Panelist: Deirdre Cooper Owens, University of Nebraska–Lincoln
Deirdre Cooper Owens is The Charles and Linda Wilson Professor in the History of Medicine and Director of the Humanities in Medicine program at the University of Nebraska-Lincoln. She is also an Organization of American Historians’ (OAH) Distinguished Lecturer. A popular public speaker, she has published essays, book chapters, and blog pieces on a number of issues that concern African American experiences. Her first book, Medical Bondage: Race, Gender and the Origins of American Gynecology (UGA Press, 2017) won the 2018 Darlene Clark Hine Book Award from the OAH as the best book written in African American women’s and gender history. Professor Cooper Owens is also the Director of the Program in African American History at the Library Company of Philadelphia, the country’s oldest cultural institution. Currently, she is working on a second book project that examines mental illness during the era of United States slavery and is also writing a popular biography of Harriet Tubman that examines her through the lens of disability.

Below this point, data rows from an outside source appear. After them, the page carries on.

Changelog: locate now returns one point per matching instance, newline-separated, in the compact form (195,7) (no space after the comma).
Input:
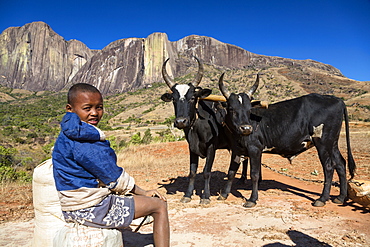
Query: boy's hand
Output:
(151,193)
(155,193)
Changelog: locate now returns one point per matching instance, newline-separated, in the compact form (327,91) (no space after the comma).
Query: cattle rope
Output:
(336,184)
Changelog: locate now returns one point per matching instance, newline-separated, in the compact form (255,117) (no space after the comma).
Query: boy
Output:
(82,159)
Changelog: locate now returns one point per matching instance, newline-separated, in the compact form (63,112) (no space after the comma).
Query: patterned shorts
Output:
(112,212)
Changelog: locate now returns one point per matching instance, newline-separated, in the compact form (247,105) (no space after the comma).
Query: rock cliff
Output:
(34,57)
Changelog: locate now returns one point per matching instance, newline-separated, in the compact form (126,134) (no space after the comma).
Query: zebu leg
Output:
(255,161)
(194,161)
(327,163)
(340,167)
(211,152)
(234,166)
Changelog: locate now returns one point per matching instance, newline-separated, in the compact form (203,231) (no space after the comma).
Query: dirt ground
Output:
(283,216)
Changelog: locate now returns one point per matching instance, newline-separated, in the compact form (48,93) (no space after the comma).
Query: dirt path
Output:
(283,217)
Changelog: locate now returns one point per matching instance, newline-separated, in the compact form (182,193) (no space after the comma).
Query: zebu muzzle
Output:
(245,129)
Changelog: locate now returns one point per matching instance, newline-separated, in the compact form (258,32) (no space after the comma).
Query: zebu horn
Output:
(200,73)
(217,98)
(221,85)
(254,87)
(166,77)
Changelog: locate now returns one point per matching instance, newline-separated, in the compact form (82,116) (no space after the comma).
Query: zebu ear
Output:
(167,97)
(259,104)
(202,93)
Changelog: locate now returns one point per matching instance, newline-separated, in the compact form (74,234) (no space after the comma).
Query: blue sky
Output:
(335,32)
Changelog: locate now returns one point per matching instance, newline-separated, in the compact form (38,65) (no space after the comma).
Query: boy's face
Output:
(88,106)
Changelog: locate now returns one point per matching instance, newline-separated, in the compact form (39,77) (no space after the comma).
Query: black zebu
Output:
(288,128)
(202,124)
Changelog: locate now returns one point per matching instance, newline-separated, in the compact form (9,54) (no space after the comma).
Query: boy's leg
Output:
(156,207)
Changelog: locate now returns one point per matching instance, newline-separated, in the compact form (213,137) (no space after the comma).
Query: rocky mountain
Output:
(35,58)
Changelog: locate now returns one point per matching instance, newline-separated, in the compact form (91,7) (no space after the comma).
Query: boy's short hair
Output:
(80,88)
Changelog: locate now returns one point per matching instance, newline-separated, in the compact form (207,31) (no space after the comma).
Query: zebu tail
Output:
(351,161)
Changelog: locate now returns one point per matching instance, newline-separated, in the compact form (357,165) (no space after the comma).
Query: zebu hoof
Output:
(338,201)
(221,198)
(185,199)
(318,203)
(249,204)
(205,201)
(241,181)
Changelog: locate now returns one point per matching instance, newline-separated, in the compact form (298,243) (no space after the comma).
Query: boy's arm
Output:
(152,193)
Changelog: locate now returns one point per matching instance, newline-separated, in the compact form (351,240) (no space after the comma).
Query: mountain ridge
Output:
(36,58)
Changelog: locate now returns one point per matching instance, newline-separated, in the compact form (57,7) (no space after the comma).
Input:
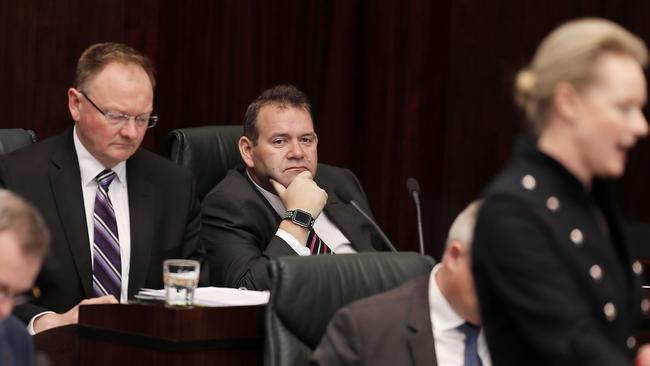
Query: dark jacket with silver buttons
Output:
(554,274)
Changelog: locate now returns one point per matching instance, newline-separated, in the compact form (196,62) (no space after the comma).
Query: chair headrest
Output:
(307,291)
(15,138)
(208,151)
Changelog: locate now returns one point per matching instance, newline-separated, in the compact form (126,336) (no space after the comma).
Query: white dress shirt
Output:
(118,193)
(449,341)
(324,227)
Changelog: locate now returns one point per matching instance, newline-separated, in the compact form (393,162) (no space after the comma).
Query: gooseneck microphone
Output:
(414,191)
(346,197)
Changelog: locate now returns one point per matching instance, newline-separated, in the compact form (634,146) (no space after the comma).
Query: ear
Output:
(455,252)
(566,102)
(74,101)
(246,151)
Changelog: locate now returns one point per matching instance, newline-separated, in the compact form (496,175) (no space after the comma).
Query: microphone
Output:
(346,197)
(414,190)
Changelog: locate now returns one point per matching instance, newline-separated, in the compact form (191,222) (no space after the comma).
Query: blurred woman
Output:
(555,277)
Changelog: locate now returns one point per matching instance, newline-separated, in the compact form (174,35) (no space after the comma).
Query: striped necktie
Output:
(107,265)
(471,332)
(316,245)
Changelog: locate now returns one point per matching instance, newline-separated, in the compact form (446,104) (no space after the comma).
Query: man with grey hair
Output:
(430,320)
(24,239)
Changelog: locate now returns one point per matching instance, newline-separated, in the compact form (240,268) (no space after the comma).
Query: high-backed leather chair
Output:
(208,151)
(307,291)
(15,138)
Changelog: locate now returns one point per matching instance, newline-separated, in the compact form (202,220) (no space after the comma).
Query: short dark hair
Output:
(283,96)
(93,60)
(21,218)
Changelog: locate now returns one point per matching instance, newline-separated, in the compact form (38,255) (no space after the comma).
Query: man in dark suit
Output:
(115,210)
(24,239)
(429,320)
(282,198)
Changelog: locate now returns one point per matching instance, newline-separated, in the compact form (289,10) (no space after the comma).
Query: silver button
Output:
(528,181)
(577,238)
(610,311)
(596,272)
(552,203)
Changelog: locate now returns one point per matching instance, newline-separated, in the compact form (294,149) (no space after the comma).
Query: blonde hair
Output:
(462,229)
(568,55)
(96,57)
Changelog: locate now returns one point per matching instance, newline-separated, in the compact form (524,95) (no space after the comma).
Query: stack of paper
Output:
(214,296)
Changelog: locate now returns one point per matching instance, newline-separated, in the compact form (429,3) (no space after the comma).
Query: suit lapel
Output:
(418,326)
(141,217)
(65,180)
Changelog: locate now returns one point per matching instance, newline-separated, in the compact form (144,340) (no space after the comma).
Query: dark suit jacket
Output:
(391,328)
(16,347)
(554,274)
(164,218)
(239,226)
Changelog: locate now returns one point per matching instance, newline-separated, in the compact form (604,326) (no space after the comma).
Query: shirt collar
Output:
(443,315)
(273,198)
(89,167)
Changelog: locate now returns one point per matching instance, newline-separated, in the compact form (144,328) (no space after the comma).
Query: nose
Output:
(6,306)
(129,129)
(640,126)
(295,150)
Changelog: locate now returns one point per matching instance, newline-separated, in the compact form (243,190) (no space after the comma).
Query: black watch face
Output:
(302,218)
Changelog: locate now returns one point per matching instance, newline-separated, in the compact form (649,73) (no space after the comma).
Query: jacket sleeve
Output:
(518,273)
(239,246)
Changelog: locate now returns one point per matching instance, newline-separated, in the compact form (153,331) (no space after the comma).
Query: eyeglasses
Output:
(118,119)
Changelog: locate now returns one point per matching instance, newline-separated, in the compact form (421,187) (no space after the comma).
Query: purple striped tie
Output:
(107,266)
(316,245)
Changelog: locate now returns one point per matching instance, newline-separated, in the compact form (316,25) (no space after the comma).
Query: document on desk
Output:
(214,296)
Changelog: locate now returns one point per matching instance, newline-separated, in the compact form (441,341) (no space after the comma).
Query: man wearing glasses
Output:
(24,239)
(116,211)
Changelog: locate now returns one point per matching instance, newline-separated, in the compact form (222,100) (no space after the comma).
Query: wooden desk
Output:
(154,334)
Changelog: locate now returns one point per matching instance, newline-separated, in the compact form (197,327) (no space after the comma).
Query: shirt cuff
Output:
(301,250)
(30,326)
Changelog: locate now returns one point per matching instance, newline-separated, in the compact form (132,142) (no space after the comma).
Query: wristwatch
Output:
(300,218)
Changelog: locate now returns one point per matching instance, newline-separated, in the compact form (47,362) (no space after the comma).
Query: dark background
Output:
(399,88)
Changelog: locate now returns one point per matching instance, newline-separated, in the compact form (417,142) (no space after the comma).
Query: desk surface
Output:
(148,334)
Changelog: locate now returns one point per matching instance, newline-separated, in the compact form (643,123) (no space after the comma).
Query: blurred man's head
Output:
(279,139)
(24,239)
(455,274)
(112,101)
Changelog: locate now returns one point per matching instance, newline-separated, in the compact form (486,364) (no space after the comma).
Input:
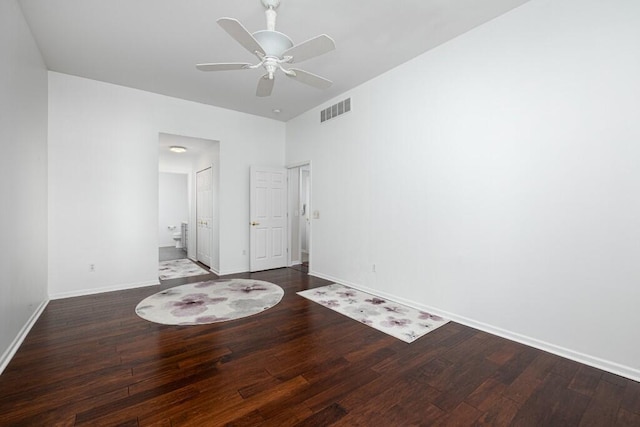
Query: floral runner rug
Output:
(209,302)
(178,268)
(402,322)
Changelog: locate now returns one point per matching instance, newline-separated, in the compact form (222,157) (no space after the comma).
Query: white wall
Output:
(23,179)
(173,205)
(495,179)
(103,179)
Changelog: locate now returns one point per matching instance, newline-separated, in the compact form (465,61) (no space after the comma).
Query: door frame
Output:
(210,234)
(291,213)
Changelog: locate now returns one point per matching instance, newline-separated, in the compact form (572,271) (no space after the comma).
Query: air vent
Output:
(335,110)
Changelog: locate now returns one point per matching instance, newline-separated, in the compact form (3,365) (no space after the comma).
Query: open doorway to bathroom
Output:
(300,217)
(178,168)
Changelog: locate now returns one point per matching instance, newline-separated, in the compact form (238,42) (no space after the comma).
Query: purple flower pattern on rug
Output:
(192,304)
(403,322)
(209,302)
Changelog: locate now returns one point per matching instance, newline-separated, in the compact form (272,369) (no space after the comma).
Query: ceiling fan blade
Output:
(310,78)
(223,66)
(236,30)
(311,48)
(265,86)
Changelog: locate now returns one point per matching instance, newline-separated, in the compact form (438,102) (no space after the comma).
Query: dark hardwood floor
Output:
(92,361)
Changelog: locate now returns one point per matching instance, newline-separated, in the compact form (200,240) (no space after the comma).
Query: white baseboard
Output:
(596,362)
(84,292)
(13,347)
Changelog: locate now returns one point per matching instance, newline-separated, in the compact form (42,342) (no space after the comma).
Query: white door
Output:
(268,216)
(204,215)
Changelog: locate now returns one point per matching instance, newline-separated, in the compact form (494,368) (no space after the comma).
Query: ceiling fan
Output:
(273,49)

Panelist: Eric Herschthal, University of Utah
Eric Herschthal is an assistant professor in the history department at the University of Utah. He forthcoming book, "The Science of Abolition: How Slaveholders Became the Enemies of Progress" (Yale University Press), explores the ways Black and white abolitionists used scientific ideas to discredit slaveholders. His scholarship has appeared in The Journal of the Early Republic, Early American Studies, a forthcoming volume of new scholarship on Frederick Douglass, published by Cambridge University Press in 2021, and forthcoming volume of the Oxford Handbook of Global Commodities. His research has been supported the Schomburg Center for Research on Black Culture, the McNeil Center for Early American Studies at the University of Pennsylvania, the American Philosophical Society, the Huntington Library, the University of Miami Library, and the National Science Foundation. With a background in journalism, he continues to write for publications like The New York Times, The Washington Post, The New Republic, and The New York Review of Books. He received his Ph.D. in history from Columbia University, a master's degree in journalism from Columbia University, and a B.A. in history from Princeton University.